A softmodem is a software-based modem that uses minimal hardware. Unlike a conventional modem, the software in a softmodem is run on the host device, e.g., a computer, and uses the device’s resources. As it is cheaper to manufacture compared to traditional modems, it is popular for battery-powered devices. Likewise, the features of an answering machine and digital simultaneous voice and data are easier to implement in a softmodem.

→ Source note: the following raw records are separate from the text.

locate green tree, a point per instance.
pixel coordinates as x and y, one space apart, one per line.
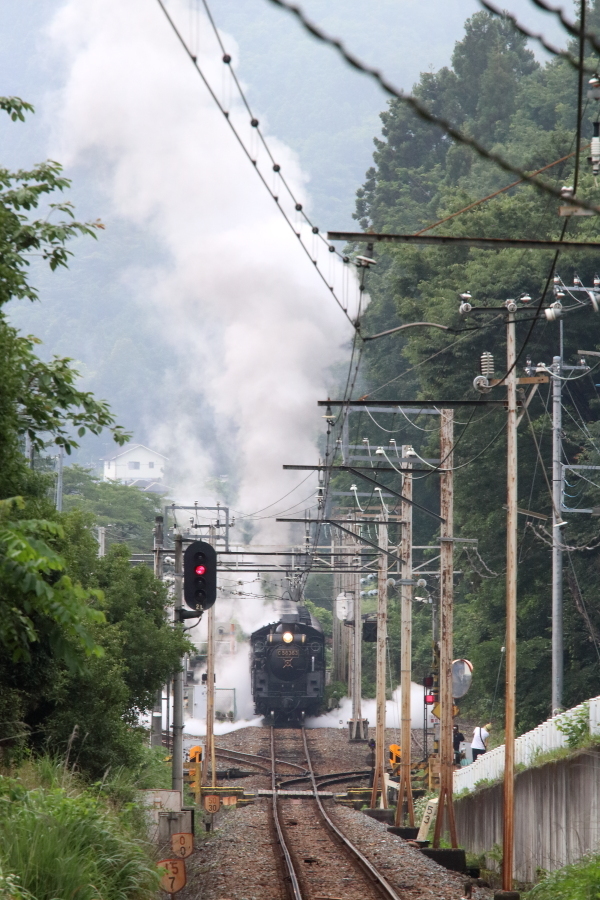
127 512
496 91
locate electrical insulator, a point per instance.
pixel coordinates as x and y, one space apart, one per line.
554 312
486 364
465 306
595 149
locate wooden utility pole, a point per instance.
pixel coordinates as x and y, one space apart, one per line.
177 777
445 802
378 779
156 722
336 637
405 786
210 693
511 607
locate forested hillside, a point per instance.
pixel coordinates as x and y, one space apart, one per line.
497 92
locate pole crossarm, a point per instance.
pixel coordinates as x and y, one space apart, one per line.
424 509
437 240
345 469
415 404
357 537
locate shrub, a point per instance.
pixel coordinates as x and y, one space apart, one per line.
61 841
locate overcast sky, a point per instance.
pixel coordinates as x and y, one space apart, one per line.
196 314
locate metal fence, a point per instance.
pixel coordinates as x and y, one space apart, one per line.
547 736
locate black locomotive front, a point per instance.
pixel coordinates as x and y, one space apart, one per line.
288 667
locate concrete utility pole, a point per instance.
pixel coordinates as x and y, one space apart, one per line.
378 780
210 693
156 724
405 786
336 637
557 495
511 607
358 727
445 802
178 677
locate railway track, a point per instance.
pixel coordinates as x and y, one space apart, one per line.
320 862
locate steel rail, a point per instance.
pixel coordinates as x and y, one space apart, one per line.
280 837
331 776
381 883
223 751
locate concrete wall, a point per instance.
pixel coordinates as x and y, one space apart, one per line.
557 815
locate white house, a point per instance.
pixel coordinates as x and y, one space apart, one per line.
135 463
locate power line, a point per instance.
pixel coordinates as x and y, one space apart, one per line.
255 124
555 51
495 194
570 26
420 109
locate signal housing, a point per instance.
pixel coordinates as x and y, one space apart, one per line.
200 575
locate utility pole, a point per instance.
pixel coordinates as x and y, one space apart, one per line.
557 499
405 786
378 779
101 541
156 723
511 606
178 677
445 802
358 727
210 693
336 637
59 479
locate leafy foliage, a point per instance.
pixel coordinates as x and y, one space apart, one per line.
128 513
36 594
60 840
498 92
576 727
86 642
580 881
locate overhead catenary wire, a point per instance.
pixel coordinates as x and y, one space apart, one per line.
248 154
591 628
420 109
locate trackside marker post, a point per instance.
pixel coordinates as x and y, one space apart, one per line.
174 876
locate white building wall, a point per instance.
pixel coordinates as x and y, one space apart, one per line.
133 463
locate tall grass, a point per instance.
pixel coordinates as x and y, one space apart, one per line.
61 840
580 881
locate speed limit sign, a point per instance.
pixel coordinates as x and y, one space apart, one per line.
212 803
182 844
173 878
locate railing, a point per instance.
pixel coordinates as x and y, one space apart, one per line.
547 736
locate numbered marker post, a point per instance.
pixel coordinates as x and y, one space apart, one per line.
212 803
182 844
174 877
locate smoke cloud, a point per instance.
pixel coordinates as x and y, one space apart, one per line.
255 330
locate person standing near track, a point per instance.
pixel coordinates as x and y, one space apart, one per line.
457 737
479 741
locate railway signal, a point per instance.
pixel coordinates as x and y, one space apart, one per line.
200 575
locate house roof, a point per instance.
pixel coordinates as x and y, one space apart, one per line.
134 447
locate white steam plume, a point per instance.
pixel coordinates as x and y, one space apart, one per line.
255 329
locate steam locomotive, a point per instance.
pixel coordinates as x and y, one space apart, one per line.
287 665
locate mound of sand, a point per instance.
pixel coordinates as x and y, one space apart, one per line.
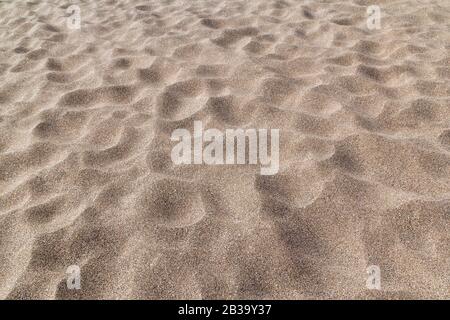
85 171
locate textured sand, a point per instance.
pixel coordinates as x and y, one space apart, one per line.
86 176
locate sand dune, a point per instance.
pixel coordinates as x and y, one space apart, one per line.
86 176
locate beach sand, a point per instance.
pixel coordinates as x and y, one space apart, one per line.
86 176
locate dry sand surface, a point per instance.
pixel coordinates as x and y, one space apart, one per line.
86 176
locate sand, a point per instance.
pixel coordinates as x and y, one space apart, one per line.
86 177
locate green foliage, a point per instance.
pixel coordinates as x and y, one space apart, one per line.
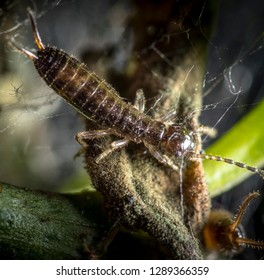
243 143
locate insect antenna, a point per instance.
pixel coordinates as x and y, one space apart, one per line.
232 162
237 220
37 38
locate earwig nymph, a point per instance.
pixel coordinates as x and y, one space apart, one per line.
223 233
94 98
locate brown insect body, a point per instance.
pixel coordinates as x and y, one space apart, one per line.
97 100
223 232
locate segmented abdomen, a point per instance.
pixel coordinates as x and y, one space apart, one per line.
94 97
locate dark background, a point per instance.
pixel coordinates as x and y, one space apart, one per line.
79 26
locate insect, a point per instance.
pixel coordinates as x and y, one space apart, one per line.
94 98
223 233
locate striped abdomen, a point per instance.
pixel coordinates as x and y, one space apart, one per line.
94 97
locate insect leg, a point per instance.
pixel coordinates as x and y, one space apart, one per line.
113 147
169 117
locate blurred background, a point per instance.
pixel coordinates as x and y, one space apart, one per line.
37 129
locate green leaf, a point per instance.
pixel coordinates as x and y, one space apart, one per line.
243 143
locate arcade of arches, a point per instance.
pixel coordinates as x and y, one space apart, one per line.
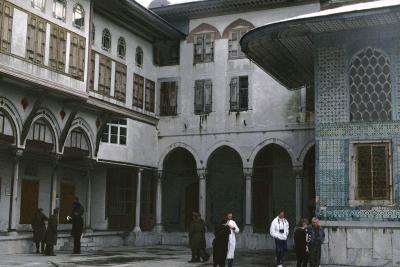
253 195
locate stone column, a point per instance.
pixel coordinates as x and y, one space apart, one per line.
202 173
248 173
138 202
13 220
298 170
158 226
89 199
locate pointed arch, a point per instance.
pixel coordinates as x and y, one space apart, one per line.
178 145
204 27
235 24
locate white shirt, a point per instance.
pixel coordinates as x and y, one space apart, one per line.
279 224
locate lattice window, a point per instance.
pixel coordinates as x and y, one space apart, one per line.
370 86
202 97
36 39
58 45
120 82
78 16
121 49
138 87
77 56
149 95
168 98
59 7
372 166
106 40
204 48
239 93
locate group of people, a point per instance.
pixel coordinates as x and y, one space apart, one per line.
224 242
45 238
308 240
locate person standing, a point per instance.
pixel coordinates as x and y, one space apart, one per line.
197 239
279 230
77 229
39 230
51 234
220 243
300 243
317 237
232 238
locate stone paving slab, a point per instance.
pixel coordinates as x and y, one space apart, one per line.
160 256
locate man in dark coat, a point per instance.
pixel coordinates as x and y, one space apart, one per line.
51 234
39 229
77 229
220 243
197 239
300 243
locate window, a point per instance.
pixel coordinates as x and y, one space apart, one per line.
239 93
106 40
6 27
121 47
202 97
149 95
38 4
204 48
120 82
39 131
372 171
58 45
138 87
139 57
168 98
370 86
78 17
36 39
104 76
115 132
59 7
235 51
77 56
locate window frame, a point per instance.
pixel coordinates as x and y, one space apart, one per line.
82 12
64 8
354 201
106 34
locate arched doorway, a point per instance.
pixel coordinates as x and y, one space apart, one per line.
180 190
309 184
225 186
274 187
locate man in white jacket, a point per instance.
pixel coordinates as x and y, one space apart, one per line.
232 238
279 230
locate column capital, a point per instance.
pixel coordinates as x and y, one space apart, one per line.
248 173
202 173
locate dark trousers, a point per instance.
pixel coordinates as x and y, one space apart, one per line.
49 251
280 249
77 243
302 260
39 247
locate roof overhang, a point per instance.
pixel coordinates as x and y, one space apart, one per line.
285 49
138 19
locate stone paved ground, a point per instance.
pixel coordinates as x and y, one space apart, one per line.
164 256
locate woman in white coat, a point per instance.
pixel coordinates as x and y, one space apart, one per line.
232 238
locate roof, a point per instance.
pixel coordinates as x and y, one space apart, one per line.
285 48
207 8
138 19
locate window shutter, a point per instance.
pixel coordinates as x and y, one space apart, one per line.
208 96
234 101
198 96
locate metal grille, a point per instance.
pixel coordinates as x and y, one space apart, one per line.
370 86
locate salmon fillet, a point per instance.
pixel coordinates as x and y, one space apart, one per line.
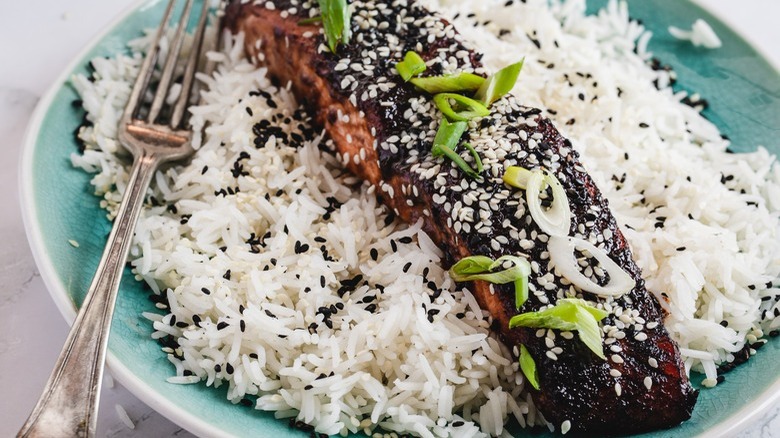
383 130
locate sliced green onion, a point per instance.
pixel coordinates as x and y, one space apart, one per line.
499 84
336 21
557 219
450 83
312 20
411 66
481 268
475 155
564 261
528 366
470 107
570 314
448 135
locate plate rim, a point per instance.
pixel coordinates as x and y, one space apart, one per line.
54 286
741 418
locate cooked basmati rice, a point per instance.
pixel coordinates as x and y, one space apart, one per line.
294 286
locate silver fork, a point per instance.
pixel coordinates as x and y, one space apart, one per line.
68 406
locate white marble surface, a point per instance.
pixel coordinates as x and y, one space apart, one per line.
31 328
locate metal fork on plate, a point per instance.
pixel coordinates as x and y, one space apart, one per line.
68 406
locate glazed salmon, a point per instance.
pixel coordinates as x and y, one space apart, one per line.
383 130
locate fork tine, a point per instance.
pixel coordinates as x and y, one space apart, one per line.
192 66
170 64
147 68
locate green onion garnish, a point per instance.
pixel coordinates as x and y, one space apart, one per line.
517 176
469 108
474 154
411 66
336 21
312 20
458 160
499 84
448 135
528 366
570 314
450 83
481 268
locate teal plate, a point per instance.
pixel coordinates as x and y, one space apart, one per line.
744 94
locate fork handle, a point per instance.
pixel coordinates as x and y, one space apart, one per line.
69 403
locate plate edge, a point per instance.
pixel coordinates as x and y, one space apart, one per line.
44 265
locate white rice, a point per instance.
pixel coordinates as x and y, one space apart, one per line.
701 34
397 369
123 417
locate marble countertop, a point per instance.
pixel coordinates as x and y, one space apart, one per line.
32 329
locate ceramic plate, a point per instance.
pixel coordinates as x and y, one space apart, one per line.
744 94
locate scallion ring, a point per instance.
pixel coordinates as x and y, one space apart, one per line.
528 366
481 268
411 66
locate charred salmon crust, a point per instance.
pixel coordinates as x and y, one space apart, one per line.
383 129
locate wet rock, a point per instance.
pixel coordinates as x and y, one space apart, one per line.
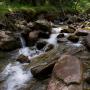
32 38
81 33
43 71
61 40
42 66
87 80
8 42
23 59
67 31
73 38
2 25
42 25
41 44
49 47
87 41
67 74
44 35
61 35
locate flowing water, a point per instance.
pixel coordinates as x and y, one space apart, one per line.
14 76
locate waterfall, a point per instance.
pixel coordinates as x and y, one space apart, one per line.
23 43
15 76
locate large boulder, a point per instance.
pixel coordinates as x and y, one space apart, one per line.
87 41
42 25
42 66
67 74
8 42
81 33
41 44
32 37
68 30
23 59
73 38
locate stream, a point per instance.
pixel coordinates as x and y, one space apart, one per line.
14 75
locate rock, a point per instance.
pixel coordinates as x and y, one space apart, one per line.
87 41
8 42
32 38
2 25
42 25
40 44
81 33
49 47
23 59
67 31
67 74
73 38
44 35
33 35
61 40
61 35
42 66
43 71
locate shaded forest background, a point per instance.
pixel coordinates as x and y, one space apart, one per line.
80 6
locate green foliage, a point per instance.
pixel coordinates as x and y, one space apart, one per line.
46 5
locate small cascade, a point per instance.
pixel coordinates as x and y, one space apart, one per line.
31 52
15 76
23 43
53 36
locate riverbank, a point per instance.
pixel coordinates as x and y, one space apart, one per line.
35 43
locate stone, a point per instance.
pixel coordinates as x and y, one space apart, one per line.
81 33
8 42
32 37
87 41
44 35
40 45
67 74
49 47
23 59
42 66
61 35
73 38
67 31
42 25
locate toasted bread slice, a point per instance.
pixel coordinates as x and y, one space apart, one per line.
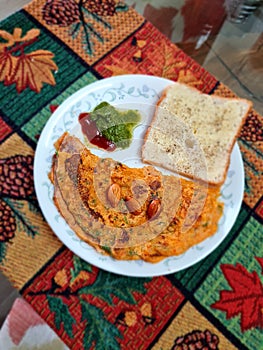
193 133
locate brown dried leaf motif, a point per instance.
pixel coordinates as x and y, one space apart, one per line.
33 70
25 69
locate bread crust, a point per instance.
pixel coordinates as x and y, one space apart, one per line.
230 148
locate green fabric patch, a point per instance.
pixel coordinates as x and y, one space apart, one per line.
20 106
34 127
243 251
190 278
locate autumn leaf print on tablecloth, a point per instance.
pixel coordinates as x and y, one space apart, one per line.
16 192
86 19
245 298
21 67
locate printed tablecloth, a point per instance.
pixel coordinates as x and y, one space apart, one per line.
48 51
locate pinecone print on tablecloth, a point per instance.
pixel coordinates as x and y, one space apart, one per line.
101 7
252 130
16 176
62 13
7 222
197 340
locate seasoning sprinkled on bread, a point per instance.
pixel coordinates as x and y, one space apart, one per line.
193 133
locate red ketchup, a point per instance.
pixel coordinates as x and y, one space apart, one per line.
95 137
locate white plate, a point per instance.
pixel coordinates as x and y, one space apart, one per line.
129 91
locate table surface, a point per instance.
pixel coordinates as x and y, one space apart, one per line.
233 55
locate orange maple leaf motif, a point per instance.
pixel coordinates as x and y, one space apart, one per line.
25 69
245 298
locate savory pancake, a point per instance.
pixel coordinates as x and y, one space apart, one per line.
130 213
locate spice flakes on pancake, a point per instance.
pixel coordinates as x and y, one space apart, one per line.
130 213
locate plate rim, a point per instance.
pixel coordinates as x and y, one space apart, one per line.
100 264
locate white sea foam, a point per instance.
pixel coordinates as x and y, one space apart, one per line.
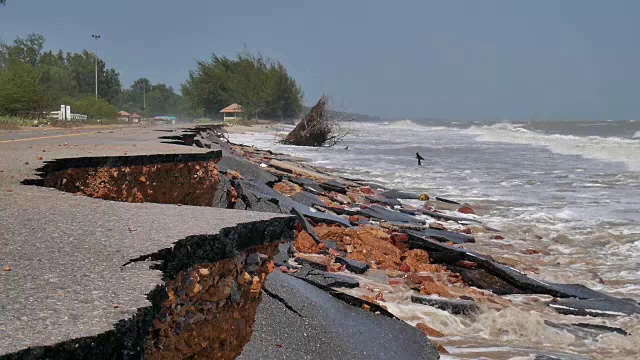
593 147
408 124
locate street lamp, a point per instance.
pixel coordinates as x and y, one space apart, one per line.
95 36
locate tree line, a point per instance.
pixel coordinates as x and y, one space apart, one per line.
35 81
260 85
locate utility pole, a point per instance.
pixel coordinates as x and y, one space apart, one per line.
96 36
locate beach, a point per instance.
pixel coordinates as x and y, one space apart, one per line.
565 206
493 248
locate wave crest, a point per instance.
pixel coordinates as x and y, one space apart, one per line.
616 149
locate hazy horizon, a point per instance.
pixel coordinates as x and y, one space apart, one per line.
543 60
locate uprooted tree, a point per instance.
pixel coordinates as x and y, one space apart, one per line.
320 127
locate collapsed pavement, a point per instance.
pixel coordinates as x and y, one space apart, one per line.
459 281
134 276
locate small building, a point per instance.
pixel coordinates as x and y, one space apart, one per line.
232 113
124 116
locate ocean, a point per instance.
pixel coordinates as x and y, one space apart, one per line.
570 191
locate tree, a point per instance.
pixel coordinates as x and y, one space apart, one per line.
82 67
19 88
27 50
262 86
96 109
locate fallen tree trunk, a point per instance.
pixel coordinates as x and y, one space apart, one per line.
315 129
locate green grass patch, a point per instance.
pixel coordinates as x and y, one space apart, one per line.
15 122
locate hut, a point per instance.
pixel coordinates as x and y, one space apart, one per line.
230 113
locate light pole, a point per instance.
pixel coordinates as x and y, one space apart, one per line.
96 36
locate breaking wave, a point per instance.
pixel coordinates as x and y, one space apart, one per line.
403 124
626 151
408 124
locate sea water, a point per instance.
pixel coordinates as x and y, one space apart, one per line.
568 190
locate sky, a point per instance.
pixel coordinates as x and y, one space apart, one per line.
489 59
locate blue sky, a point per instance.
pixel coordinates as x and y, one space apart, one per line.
488 59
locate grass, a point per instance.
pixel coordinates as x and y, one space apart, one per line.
15 122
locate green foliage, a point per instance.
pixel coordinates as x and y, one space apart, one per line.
35 81
15 122
160 99
19 88
260 85
95 109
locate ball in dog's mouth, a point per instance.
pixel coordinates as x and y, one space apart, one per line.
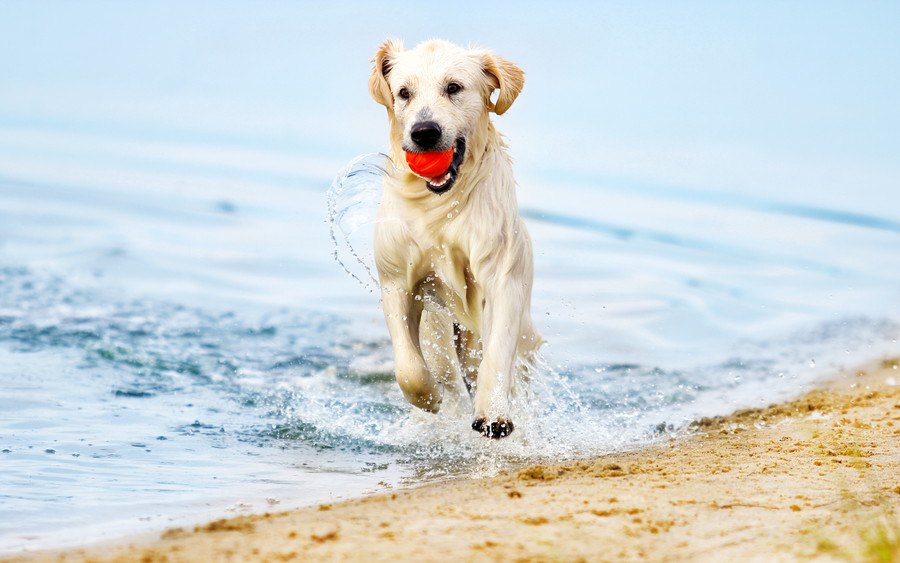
425 166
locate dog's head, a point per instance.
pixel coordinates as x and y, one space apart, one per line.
438 95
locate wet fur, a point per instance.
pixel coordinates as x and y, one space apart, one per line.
455 269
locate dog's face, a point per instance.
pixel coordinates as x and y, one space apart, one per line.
438 94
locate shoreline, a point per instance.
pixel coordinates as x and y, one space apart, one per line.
813 477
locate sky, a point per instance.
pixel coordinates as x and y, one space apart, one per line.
794 99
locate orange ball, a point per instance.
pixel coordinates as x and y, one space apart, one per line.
430 164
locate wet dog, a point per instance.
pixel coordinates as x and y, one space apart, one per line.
453 256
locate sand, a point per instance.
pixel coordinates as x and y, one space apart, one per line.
813 478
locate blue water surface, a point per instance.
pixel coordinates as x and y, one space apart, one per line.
712 190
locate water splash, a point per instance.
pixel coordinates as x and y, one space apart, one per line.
352 203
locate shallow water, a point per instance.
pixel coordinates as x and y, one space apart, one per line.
178 342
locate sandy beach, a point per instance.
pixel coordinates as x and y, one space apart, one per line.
813 478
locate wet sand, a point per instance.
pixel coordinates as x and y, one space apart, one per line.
813 478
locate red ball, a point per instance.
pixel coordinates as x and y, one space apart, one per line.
430 164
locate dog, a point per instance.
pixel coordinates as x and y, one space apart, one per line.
454 258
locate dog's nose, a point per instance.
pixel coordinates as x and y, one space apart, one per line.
426 134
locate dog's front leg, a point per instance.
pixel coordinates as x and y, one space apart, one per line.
501 322
403 314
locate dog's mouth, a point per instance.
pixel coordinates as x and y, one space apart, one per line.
441 184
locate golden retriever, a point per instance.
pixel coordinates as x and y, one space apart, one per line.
453 256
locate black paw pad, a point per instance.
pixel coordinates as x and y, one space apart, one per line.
496 430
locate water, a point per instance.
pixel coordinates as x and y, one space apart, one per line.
178 342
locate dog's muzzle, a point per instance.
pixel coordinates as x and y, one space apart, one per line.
443 183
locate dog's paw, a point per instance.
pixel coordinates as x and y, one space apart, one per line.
496 430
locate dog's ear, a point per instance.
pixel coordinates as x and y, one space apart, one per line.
383 61
506 76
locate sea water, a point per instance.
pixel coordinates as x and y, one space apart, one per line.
189 321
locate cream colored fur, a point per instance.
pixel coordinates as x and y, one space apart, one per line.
463 257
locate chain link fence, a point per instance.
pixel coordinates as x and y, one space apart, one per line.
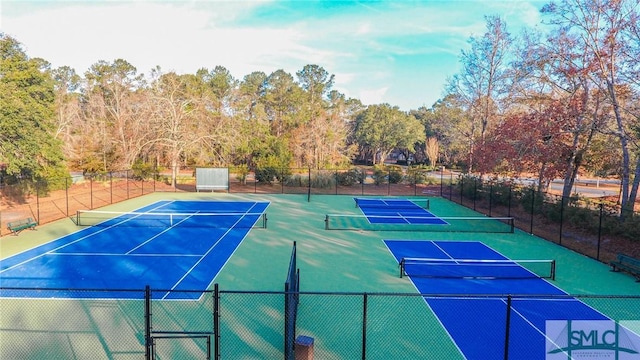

Compared to a hardware modem, a softmodem uses fewer chips and thus consumes less power. It is implemented with either a microprocessor or a digital signal processor. It is also smaller and lighter than a hardware modem and allows unlimited upgrades. Modem design parameters can be tweaked in the case of softmodems, thus providing greater flexibility in this regard. Another big advantage of a softmodem is that it does not break or overheat. Softmodems can be classified into two: pure software modems and controllerless modems. Pure software modems execute completely on the CPU of the host computer through hardware emulation, whereas controllerless modems execute most of their instructions on the card and use only a small amount of CPU power.
Reliability and performance are often cited as drawbacks of softmodems. They are machine dependent as well as operating system dependent, making them difficult to use in other host computers or devices owing to lack of driver support. Moreover, they consume CPU cycles on the host computer, thus affecting other applications.